The below code generates an incompatible pointer type error and warning: control reaches end of non-void function in the filename function:

#include <stdio.h>
#include <stdlib.h>    

int quit;
char *filename(int *);

int main ()
{   
    filename(&quit);   
    return 0;
}

char *filename(int *i1)
{
    char input[16];
    char *dum=(char*)malloc(16*sizeof(char));    
    if (dum==NULL){
        printf("Memory could not be allocated \n");
    }
    else {
        printf("Memory was allocated – remember to free\n \n");    
        *i1=1;    
        fputs("Input filename = ", stdout);
        fflush(stdout);
        fgets(input,sizeof(input),stdin);    
        printf("Filename = \"%s\"\n",input);   
        return i1;

    }
}

I'm new to this, can someone help me with this error?

Answer 1

Well, yes?
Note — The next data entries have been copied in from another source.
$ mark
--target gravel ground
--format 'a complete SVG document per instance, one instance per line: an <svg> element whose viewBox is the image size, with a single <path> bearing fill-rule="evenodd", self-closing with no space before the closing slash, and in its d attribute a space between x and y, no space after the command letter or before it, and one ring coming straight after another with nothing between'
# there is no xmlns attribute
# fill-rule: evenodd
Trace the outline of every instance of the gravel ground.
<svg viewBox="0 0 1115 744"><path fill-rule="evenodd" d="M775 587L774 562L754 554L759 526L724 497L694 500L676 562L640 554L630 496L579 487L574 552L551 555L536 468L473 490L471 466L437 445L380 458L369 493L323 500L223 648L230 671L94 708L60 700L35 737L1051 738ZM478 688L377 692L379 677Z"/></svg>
The function is declared to return char *, but you return i1 which is the input argument and has type int *.

You might mean to return the newly allocated string dum, and perhaps also fill it with the data that was read using fgets() to the separate character array input. In this case, you need to copy the data over, and return dum.

It would be more concise, simpler, and generally better to read directly into dum:

fgets(dum, 16, stdin);

return dum;

Note that this duplicates the size of the buffer from the malloc() call, which is a "code smell". This can be improved by making it a local constant in the function:

char * filename(void)
{
  const size_t max_fn = 16;
  char *dum;

  if((dum = malloc(max_fn)) != NULL)
  {
    if(fgets(dum, max_fn, stdin) != dum)
    {
      free(dum);  /* Input failed, free the buffer and drop the pointer. */
      dum = NULL;
    }
  }
  return dum;
}

My latter code also has the benefit that it checks return values of functions that can fail. Both memory allocation (malloc()) and I/O (fgets()) can fail, so you must check their return values.